For three winters back in the late 1960s, Alex Faulkner was Willie O’Ree’s teammate. In the 40-odd years since their time together as San Diego Gulls, Faulkner’s memories of O’Ree have not changed: he doesn’t recall O’Ree as being the first black hockey player to play in the NHL, but rather one fine hockey player.
“As a person, he was a real gentleman,” Faulkner recalled of O’Ree Tuesday morning. “As a hockey player, he was very, very good.”
O’Ree, of course, was inducted into the Hockey Hall of Fame Monday in the builder category. The Fredericton, N.B. was the first black player to play in the NHL, when he debuted for the Boston Bruins on Jan. 18, 1958.
O’Ree would play only 45 NHL games, all with the Bruins, but had a lengthy professional career in the American Hockey League, the old Eastern Pro league and the Western Hockey League, where he toiled for 12 seasons – six each in Los Angeles and San Diego.
It was in San Diego that he was a teammate of Faulkner’s for three seasons.
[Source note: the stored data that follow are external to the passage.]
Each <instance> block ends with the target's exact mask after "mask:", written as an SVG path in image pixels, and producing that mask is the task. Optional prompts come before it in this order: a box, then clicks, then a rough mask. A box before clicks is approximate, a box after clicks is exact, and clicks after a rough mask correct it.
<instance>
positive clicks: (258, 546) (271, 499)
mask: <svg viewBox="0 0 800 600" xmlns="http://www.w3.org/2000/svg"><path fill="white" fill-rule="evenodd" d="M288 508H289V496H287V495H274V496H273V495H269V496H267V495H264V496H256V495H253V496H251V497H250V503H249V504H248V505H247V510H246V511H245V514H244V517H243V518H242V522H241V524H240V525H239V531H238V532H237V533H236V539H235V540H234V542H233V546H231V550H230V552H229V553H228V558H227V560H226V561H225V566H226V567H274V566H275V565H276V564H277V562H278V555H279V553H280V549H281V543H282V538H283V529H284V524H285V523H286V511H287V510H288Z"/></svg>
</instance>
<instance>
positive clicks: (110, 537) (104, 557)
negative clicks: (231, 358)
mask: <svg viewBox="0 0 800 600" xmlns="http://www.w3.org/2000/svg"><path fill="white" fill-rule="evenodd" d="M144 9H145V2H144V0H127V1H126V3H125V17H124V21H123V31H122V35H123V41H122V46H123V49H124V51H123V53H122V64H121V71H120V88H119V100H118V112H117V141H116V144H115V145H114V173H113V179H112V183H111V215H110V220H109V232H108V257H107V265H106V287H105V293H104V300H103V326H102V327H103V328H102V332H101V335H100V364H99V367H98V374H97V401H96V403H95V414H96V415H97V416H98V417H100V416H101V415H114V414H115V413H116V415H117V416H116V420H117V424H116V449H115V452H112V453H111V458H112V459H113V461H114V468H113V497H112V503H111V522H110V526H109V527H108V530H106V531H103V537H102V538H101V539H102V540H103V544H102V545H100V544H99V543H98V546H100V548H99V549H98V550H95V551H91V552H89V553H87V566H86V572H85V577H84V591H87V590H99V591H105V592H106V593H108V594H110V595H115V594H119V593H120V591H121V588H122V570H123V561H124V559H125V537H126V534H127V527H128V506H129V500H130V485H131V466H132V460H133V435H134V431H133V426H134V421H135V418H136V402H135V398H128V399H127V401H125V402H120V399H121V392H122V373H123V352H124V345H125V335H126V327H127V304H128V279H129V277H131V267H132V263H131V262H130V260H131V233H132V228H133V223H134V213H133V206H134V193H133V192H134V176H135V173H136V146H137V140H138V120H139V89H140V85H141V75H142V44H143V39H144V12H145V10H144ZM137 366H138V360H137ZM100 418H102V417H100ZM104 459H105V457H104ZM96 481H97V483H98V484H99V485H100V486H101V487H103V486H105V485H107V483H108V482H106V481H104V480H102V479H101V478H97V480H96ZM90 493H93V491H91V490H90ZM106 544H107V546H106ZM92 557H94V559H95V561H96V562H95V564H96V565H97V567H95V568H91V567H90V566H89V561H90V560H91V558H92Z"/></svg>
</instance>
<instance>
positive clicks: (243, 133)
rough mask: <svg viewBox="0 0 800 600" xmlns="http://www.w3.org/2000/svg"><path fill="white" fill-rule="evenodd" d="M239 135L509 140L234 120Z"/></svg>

Another Faulkner brother, Jack, played a bit on the Gulls 1967-68 squad with Alex and O’Ree.
This all came after Alex, the swift little blonde centreman, became this province’s first player to make the grade in the NHL, in 1961.
By the time he reached San Diego, Faulkner had played out his days with the Toronto Maple Leafs and Detroit Red Wings – 113 career games, his time cut short due to injuries – and he’d just spent two years playing senior hockey in Newfoundland, with the Conception Bay CeeBees.
“It’s funny, but the one thing I remember about Willie was he was a left shot playing the right-wing,” says Faulkner. “I guess it was because of his eye, that he could see the left side of the ice better.
“It’s really quite something that he could play at the level he did with one eye.”
O’Ree had lost sight in his right eye after getting with a puck in junior hockey.
For one season, Faulkner played on a line with O’Ree in San Diego, along with Bruce “Hoagy” Carmichael.
“Never did know Carmichael’s first name,” Faulkner said.
O’Ree (38 goals, 41 assists, 79 points) tied for second in scoring on the Gulls that year. Faulkner (17-51-68) was right behind, as was Carmichael (26-31-57).
“I like to think I helped them out a bit,” Faulkner says.
The story of Jackie Robinson and what he had to contend with during his ascent to the Brooklyn Dodgers to become baseball’s first black player is well known.
O’Ree had his share of challenges, too, with racial slurs a fairly common occurrence. But Faulkner doesn’t recall any situations where things got particularly out of hand.
“For starters,” Faulkner said, “he was a good guy. There was nothing out of the ordinary that we could see. No question, he’d hear stuff, but in our dressing room, he wasn’t black or white. He was Willie, our teammate.”
The second black player in the NHL, Mike Marson, would not arrive until the 1974-75 season, with the Washington Capitals. The third, Bill Riley, would come shortly afterwards, with Washington as well.
That’s the same Riley who would spent a couple of seasons in Newfoundland senior hockey, including a stint as playing-coach on the St. John’s Capitals.
Faulkner played with a black hockey player prior to San Diego. Truro, N.S. native Clobie Collins and Faulkner were teammates on the Grand Falls Andcos prior to Faulkner’s NHL debut.
Both are in the Hockey Newfoundland and Labrador Hall of Fame.
“Clobie didn’t have any trouble here,” Faulkner said. “Certainly, the U.S. was different from Newfoundland, but we never did see anything with Clobie.
“Clobie was a great skater, a great hockey player, a great guy. He spent a lot of time at our house. I can tell you Mom cooked him a good many meals.”
Faulkner, now 82, is back in his native Bishop’s Falls, where he’s been for many years. Both he and his son own and operate Beothuck Park, an RV park and campground outside Grand Falls-Windsor.